The root cause is almost never the immediate technical failure — it's the process gap that allowed it.
5. Fix and Deploy
Write the fix:
- Smallest possible change that resolves the issue
- Add a test that would have caught this
- Double-check the fix in staging before production
Deploy:
- Monitor metrics during deploy
- Keep someone watching logs for 15 minutes post-deploy
- Confirm symptom is resolved with a real user test
6. Write the Post-Mortem
Within 24h of resolution, write a post-mortem in .agent/incidents/INC-<date>-<slug>.md:
# Post-Mortem: <title>
## Summary
<2-3 sentences: what happened, how long, how many users affected>
## Timeline
| Time (UTC) | Event |
|------------|-------|
| HH:MM | Issue first occurred (inferred from logs) |
| HH:MM | First alert / user report |
| HH:MM | Incident declared |
| HH:MM | Mitigation applied |
| HH:MM | Root cause identified |
| HH:MM | Fix deployed |
| HH:MM | Incident resolved |
## Root Cause
<The actual root cause — not just the symptom>
## What Went Well
- <something that helped — good monitoring, fast rollback, etc.>
## What Went Poorly
- <something that made it worse — slow detection, unclear runbook, etc.>
## Action Items
| Action | Owner | Due Date |
|--------|-------|----------|
| Add missing index to migration convention | <name> | <date> |
| Add test for query performance | <name> | <date> |
| Set up alert for DB query p99 latency | <name> | <date> |
7. Update the Knowledge Base
After the post-mortem, use the knowledge-base-update skill to create a gotcha entry for the root cause so future agents and developers know about it.
Rules
- Contain first, diagnose second.
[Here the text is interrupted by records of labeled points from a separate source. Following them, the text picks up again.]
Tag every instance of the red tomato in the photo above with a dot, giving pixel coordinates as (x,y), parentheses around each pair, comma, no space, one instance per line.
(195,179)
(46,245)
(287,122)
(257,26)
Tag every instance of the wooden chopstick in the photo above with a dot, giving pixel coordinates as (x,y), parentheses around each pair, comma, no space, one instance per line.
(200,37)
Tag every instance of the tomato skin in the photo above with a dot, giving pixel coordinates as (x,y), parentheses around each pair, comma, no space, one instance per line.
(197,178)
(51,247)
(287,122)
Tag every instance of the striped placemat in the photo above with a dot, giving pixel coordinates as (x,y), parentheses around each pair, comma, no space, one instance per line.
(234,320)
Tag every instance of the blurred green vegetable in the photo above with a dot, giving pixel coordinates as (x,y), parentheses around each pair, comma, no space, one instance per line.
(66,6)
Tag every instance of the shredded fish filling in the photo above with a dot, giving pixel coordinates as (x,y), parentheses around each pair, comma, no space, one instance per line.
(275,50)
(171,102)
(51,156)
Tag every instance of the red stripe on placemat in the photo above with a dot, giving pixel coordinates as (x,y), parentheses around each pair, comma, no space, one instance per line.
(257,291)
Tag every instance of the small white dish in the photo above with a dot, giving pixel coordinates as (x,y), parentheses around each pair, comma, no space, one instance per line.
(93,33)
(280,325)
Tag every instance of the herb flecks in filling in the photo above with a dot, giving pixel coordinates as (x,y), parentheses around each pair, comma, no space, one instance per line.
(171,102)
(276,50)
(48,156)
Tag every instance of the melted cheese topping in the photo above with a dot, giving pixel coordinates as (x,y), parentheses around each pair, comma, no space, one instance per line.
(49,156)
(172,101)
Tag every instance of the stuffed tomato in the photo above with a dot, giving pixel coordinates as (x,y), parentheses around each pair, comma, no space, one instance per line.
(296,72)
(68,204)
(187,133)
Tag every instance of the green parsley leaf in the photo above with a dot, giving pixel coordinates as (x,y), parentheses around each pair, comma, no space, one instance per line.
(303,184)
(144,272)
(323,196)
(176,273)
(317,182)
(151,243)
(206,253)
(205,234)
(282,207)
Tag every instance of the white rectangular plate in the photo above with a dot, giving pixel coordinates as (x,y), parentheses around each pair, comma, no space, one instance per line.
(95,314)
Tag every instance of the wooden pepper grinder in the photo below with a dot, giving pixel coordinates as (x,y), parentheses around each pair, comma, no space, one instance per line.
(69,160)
Stopping the bleeding is more important than understanding the wound.
- No blame in post-mortems. Focus on process gaps, not people.
- Every incident generates at least one action item. If nothing changes, it will happen again.
- Never declare an incident resolved until a real user confirms the fix. Metrics can lie; users don't.
- All P1/P2 incidents require a post-mortem. No exceptions.